Marie-Cannelle faisait, à son tour, vivre les traditions de Mélie. La vieille cuisinière reprenait du service dès l’automne, les guirlandes électriques étaient toujours aussi bannies. Et elle décorait, chaque saison, de nouvelles boules à la main pour remplacer celles qui avaient été abîmées depuis l’année précédente.

Ce fut une Marie-Cannelle occupée à couper les oranges que découvrit Érine, lorsqu’elle entra à la boutique un frais matin de novembre. La Toussaint était passée depuis quelques heures et déjà l’antiquaire s’affairait à préparer noël, pour son plus grand bonheur. Elle reproduisait, souriante les gestes qu’elle avait vu tant de fois.

— Cette année, je voulais organiser un petit marché de noël à l’école. Les classes préparent des décorations qui seront vendues au profit de la coopérative, pour le voyage de fin d’année. Et j’ai pensé à toi.

— Pour le voyage ?

— Mais non, pour les décorations ! Est-ce que tu accepterais que je vienne avec ma classe, pour qu’on fasse des guirlandes d’orange et de citron ?

Marie-Cannelle ouvrit de grands yeux, surprise.

— Ici ?

— Ben oui, où d’autre ? On ne va pas faire ça chez Mélie !

Marie-Cannelle réfléchit un instant. L’idée avait de quoi lui plaire. Et Mélie, elle aussi, aurait adoré. Mais il faudrait réorganiser un peu les espaces, se procurer assez d’agrumes pour toute la classe, mettre à disposition des enfants des couteaux suffisamment aiguisés pour découper les fruits mais sans qu’ils ne soient dangereux…

— Rappelle-moi, tu as quelle classe, toi ?

— Comme tous les ans, les CP et CE1. Ils sont douze cette année.

— Douze ? Plus toi, ça fait treize… Marie-Cannelle, légèrement superstitieuse, sursauta.

— Mais avec moi, et sans doute une ou deux mamans, nous serons plus, rassure-toi.

Après encore quelques minutes de discussion, Marie-Cannelle finit par se laisser convaincre et rendez-vous fut pris pour la dernière semaine avant les vacances.

— On sera dans la dernière ligne droite avant le marché, il aura lieu le vendredi soir, mais si tu penses qu’un après-midi suffit…

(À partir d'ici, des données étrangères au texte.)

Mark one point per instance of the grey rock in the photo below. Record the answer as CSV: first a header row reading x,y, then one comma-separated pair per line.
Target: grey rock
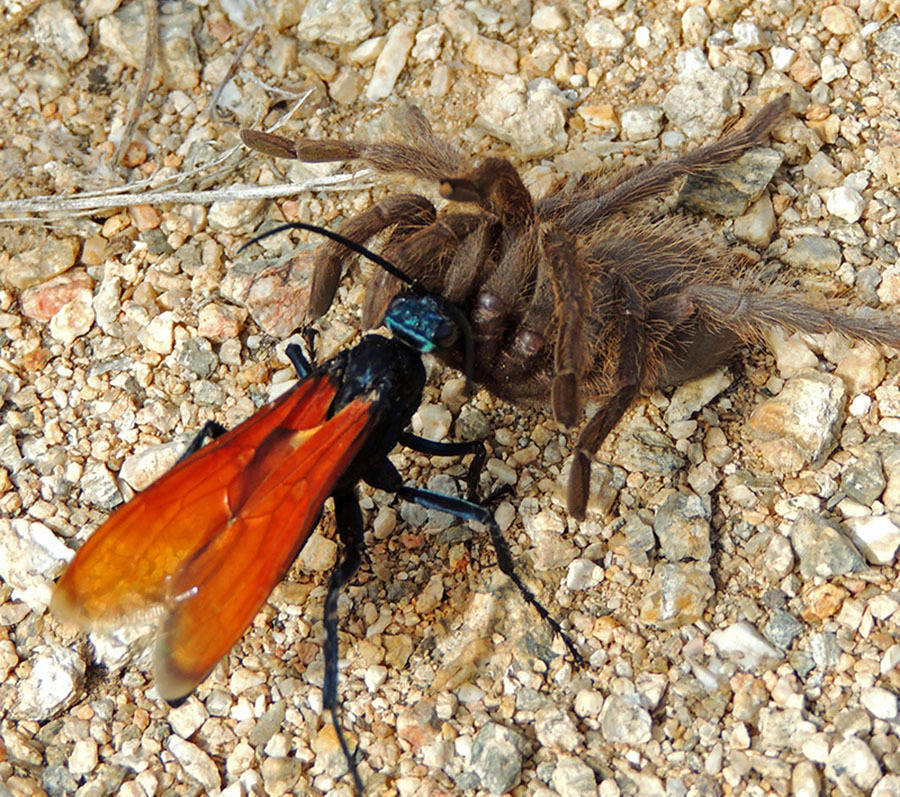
x,y
864,481
339,22
682,527
642,122
639,538
757,225
729,189
877,536
623,719
197,764
702,97
34,266
30,554
208,393
573,778
531,117
846,203
815,252
879,702
10,457
55,26
196,355
783,629
178,64
783,729
800,425
52,685
692,396
98,486
601,34
823,550
825,649
889,39
496,757
676,594
391,61
742,643
853,758
648,451
555,729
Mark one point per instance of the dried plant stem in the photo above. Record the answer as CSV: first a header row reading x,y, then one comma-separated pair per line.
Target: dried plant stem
x,y
83,205
151,46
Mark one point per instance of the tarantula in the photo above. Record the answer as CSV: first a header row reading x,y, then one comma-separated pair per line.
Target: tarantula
x,y
577,294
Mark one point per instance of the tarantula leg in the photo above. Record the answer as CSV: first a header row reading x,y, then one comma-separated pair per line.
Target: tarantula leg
x,y
496,186
431,163
467,267
745,313
410,210
573,302
419,254
635,185
502,297
631,357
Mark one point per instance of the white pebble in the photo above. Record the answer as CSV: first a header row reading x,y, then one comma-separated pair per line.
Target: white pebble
x,y
845,203
879,702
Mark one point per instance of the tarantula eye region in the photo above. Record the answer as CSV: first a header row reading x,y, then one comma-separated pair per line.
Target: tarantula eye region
x,y
528,343
423,322
488,309
459,190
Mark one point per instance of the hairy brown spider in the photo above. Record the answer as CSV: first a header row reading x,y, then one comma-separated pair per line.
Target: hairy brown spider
x,y
577,294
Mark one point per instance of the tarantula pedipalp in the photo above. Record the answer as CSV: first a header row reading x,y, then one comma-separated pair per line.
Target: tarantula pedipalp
x,y
577,294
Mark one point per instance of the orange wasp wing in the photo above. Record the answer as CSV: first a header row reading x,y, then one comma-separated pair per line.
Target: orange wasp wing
x,y
127,565
220,589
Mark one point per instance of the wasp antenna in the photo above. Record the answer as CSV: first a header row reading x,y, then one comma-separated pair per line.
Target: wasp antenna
x,y
341,239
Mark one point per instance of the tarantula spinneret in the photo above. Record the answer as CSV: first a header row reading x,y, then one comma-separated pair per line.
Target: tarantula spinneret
x,y
577,294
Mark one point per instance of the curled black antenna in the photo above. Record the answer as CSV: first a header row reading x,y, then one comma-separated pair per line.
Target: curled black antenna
x,y
341,239
415,285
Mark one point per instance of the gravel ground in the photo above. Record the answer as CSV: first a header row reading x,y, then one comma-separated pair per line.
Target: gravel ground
x,y
734,584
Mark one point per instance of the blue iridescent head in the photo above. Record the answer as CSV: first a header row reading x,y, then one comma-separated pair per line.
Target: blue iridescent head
x,y
424,322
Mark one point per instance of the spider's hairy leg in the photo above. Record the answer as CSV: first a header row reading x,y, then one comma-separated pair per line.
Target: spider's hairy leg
x,y
573,303
748,313
409,211
502,298
629,351
494,185
467,271
582,211
419,254
385,157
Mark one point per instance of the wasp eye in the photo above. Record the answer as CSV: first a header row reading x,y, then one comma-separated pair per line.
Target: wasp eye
x,y
422,322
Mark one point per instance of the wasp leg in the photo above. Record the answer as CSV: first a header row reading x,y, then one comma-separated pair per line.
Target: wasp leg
x,y
348,520
467,510
210,431
436,449
295,354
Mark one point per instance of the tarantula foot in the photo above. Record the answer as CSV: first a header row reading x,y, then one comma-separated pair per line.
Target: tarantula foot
x,y
458,189
563,397
579,485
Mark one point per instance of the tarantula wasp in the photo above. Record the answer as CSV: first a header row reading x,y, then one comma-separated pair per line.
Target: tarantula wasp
x,y
579,293
212,537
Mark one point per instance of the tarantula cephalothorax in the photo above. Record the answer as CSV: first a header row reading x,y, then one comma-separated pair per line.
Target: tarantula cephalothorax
x,y
577,294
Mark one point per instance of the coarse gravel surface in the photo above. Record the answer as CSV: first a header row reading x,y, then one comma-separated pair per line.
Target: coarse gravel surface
x,y
734,586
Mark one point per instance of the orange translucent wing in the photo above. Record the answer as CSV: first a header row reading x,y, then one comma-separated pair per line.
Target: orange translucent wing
x,y
217,593
127,564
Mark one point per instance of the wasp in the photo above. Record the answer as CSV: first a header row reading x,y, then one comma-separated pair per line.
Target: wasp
x,y
210,540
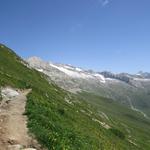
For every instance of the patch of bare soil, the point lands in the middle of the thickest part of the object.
(13, 128)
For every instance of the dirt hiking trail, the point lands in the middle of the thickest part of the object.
(13, 124)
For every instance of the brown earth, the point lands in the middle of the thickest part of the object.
(13, 128)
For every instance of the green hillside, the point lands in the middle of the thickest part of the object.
(63, 121)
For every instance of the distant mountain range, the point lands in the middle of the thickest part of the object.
(75, 109)
(132, 90)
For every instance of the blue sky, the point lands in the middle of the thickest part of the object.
(109, 35)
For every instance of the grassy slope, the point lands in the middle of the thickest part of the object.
(60, 125)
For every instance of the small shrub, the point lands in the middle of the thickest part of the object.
(118, 133)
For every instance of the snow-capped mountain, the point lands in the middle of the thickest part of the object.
(131, 90)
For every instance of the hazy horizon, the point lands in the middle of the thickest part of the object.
(110, 35)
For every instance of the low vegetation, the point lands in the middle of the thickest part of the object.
(59, 125)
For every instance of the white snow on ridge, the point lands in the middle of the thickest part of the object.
(78, 69)
(101, 77)
(141, 79)
(72, 73)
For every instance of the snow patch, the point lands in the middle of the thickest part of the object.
(78, 69)
(101, 77)
(72, 73)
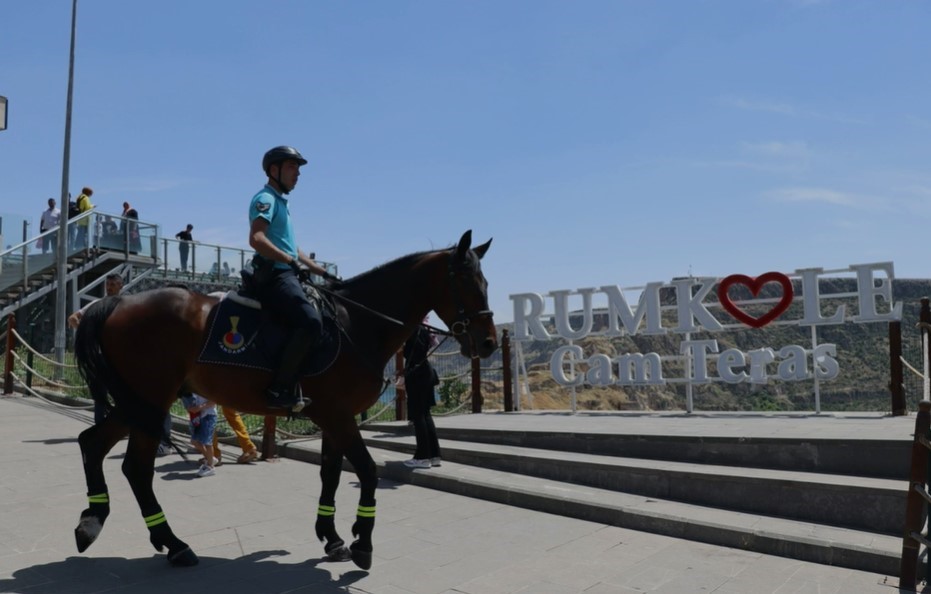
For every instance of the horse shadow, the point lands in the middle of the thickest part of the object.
(256, 572)
(53, 440)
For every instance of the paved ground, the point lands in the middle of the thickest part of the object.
(253, 529)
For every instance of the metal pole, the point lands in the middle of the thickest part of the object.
(63, 228)
(400, 394)
(814, 345)
(896, 370)
(506, 381)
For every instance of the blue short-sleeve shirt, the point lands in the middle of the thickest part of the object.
(273, 207)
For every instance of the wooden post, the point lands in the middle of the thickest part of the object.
(8, 362)
(269, 449)
(896, 372)
(915, 503)
(506, 371)
(476, 385)
(400, 400)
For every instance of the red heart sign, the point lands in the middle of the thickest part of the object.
(755, 284)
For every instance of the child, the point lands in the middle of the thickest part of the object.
(203, 415)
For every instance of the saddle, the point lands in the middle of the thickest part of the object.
(242, 334)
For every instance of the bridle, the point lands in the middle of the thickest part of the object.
(459, 326)
(463, 320)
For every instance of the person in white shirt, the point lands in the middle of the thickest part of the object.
(51, 219)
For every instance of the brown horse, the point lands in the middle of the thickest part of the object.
(143, 348)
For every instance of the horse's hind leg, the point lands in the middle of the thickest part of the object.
(358, 455)
(96, 441)
(331, 465)
(139, 469)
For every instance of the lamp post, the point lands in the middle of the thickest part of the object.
(3, 105)
(61, 293)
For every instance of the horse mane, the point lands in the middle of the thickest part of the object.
(363, 278)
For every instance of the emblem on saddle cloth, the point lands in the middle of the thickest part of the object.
(241, 336)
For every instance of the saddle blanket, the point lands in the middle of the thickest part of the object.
(241, 335)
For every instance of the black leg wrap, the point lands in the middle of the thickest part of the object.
(334, 546)
(361, 548)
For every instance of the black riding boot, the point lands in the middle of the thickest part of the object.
(283, 392)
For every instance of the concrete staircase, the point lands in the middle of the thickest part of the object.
(832, 501)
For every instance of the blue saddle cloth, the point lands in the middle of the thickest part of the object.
(242, 336)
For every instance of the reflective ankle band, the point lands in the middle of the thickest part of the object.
(155, 519)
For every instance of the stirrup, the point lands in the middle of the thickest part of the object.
(287, 398)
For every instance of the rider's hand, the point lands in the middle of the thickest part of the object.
(302, 274)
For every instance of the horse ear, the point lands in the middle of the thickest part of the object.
(465, 242)
(481, 249)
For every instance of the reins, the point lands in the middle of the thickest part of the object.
(446, 334)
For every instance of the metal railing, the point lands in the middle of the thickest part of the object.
(90, 231)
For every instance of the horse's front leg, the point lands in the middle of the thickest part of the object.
(139, 469)
(95, 442)
(361, 460)
(331, 465)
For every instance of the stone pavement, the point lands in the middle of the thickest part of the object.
(252, 527)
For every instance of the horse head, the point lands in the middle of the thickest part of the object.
(465, 309)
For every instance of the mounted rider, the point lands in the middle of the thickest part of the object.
(278, 273)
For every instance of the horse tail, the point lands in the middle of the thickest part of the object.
(91, 360)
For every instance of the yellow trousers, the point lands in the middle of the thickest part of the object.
(239, 429)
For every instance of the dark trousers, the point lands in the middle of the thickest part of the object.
(284, 296)
(418, 412)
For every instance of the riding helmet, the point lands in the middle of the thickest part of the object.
(280, 154)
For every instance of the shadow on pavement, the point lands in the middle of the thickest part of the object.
(254, 573)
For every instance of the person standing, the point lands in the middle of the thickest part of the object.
(278, 274)
(249, 451)
(420, 381)
(51, 218)
(130, 228)
(184, 244)
(203, 415)
(84, 205)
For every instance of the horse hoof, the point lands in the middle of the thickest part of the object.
(183, 558)
(82, 540)
(339, 554)
(362, 559)
(87, 532)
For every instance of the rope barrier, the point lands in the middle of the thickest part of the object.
(38, 395)
(42, 377)
(40, 355)
(912, 369)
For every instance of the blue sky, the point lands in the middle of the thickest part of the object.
(598, 142)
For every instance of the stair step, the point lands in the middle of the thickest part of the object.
(815, 497)
(848, 455)
(795, 539)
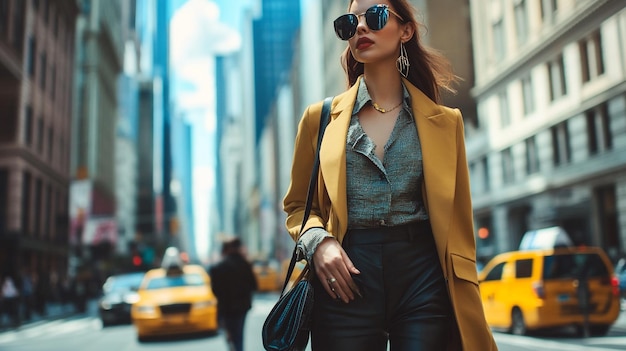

— Il vaudrait mieux en prévoir deux : un pour découper les tranches et les mettre au four et l’autre pour préparer les guirlandes. Je peux aussi préparer les oranges avant et échanger les plaques en toute discrétion mais ça serait dommage, tu ne trouves pas ?

— Oui tu as raison…

L’institutrice échangea avec l’antiquaire quelques potins de l’île et quitta les lieux, tandis que Marie-Cannelle commençait à réfléchir à tout ce dont elle aurait besoin. Des oranges, bien sûr, mais aussi de la ficelle, environ deux mètres par élève, des bâtons de cannelle. Il faudrait aussi songer à faire du chocolat chaud, des biscuits aux amandes… Sans compter le grand déménagement ! Les buffets et les étagères qui cassaient un peu le grand espace de la boutique devraient être déplacés vers les murs, de grandes tables seraient installées. Marie-Cannelle aurait besoin d’aide ! Gabriel serait mis à contribution, ainsi que les pères des futurs apprenti-artisans. Tout est possible, ce n’est qu’une question d’organisation, répétait à tue-tête Mélie, dès qu’un nouveau projet pointait le bout de son nez.

En attendant, le magasin n’allait pas se décorer tout seul et il restait encore beaucoup à faire. Marie-Cannelle lança dans les haut-parleurs de la boutique une playlist de noël pour se donner de l’entrain et continua son installation. Bientôt, la vitrine débordait de figurines, d’anges…

Le soir, au chaud sous sa couette, la jeune femme repensait à cette idée de marché de noël. L’idée était bonne, les enfants en garderaient de très bons souvenirs. Elle ne doutait pas qu’Érine leur apprendrait également quelques chants pour l’occasion et que l’école serait joliment décorée.

Dehors, dans la nuit, les poules avaient trouvé refuge sous la vieille charrette.